Why Cloud-Native Applications Need Cloud-Native Security
Today's developers and the enterprises they work for must prioritize security in order to reap the speed and feature benefits these applications and new architectures provide.
The rise of cloud-native application architectures — and the deployment speeds they enable — are forcing many organizations to prioritize new features and functionalities over security. However, compromises that make security a low priority expose these organizations to greater risk.
Recent discoveries of API vulnerabilities and the commonplace nature of generic container configurations, for example, have combined to make modern applications highly susceptible to attacks. Enterprises cannot afford to let application security be an afterthought.
Unlike traditional applications that consisted of a single workload and required additional resources to ensure speed, today's cloud-native applications are mostly microservices-based. There are probably as many perceptions on the exact definition of the word "microservice" as there are development teams working on modern applications. Typically, however, these types of applications are broken in such a way that each individual microservice can scale independently of the others.
If you need the application to go faster, you add more instances of the microservice that is currently acting as a bottleneck. This approach works well — except for the high likelihood of risk exposure by human error.
Cloud-Native Vulnerability
It is bound to happen. Human beings, especially when working quickly to meet deadlines, make bad judgment calls. Despite warnings, employees will continue to copy and paste blindly from Stack Exchange, make microservices out of random applications found on GitHub, and even automate these microservices to regularly pull code from a repository maintained by an unknown and only questionably trustworthy third party that the developer in question has never met, or even conversed with.
Even in instances when all code is written in-house, removing the risk of third-party actors, the distributed nature of a microservices-based application means that each component can be "owned" by a different team.

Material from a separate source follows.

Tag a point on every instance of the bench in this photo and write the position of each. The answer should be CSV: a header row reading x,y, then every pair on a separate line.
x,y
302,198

Communication barriers between teams can lead to all sorts of problems, among them a lack of coordination regarding testing, quality assurance, and even the resolution of vulnerabilities in the application.
A single cloud-native application can consist of thousands of workloads spread across multiple infrastructures. There can be individual microservices in on-premises data centers, multiple public clouds, edge data centers, and, eventually, in network locations we have yet to develop.
Each developer — and each team of developers — knows how to solve different problems. What they work on determines their focus and shapes their experience. Even if every team were to somehow make their own piece of the larger application "secure," from an internal code perspective, that microservice needs to communicate with others, and that communication is a point of vulnerability.
The bad guys — and even paying customers — are well known for doing things to applications that developers simply didn't anticipate, often creating vulnerabilities in implementation and execution that aren't visible with a simple code revision. In addition, each infrastructure applications can run on has a different security model, with different controls to be learned. Every difference is scope for further vulnerability in implementation.
This all sounds super scary. But cloud-native applications evolved for a reason. They solve very real problems and are not going away, creating a serious need to secure them. So, what can we do?
Learn, Adapt, Implement
We might call an assemblage of thousands of interoperating workloads a single application, but that doesn't mean that it is one. A cloud-native "application" is, in fact, a whole bunch of individual applications that are stitched together with automation orchestration — and a demographically disproportionate amount of caffeine.
Each and every microservice template (from which the multitude of instances are spawned) needs to be treated like its own application, when considering patching and code sourcing. It needs to be regularly updated, code must come from only known-good places and any changes in code should be tested before being allowed into production. That includes changes made to third-party repositories.
But each microservice instance — or in the worst case, group of similar instances on a single host or pod — needs to be treated like an application to ensure security. Data that flows in and out needs to be analyzed, baselined, and monitored for unexpected deviations.
Dependency management and copy data management applications can help with the template herding, but securing running instances means existing network security defenses — firewalls, advanced threat protection, command-and-control sensing, and so forth — all need to get smaller. They need to fit in containers and be able to run alongside microservices. They need to be as easy to automate and orchestrate as the microservices they defend.
The important part here, however, is that there needs to be more than just the bare-bones firewall offered up at the edge of every virtual data center a public cloud provides. Just as lateral movement can occur when an application in a traditional, on-premises data center is compromised, lateral movement can occur within an application (or at least within the portions of the application that live in that virtual data centers) when one of its microservices is compromised.
Today's cloud-native developers and the enterprises they work for need to prioritize security in order to reap the speed and feature benefits these applications and new architectures provide.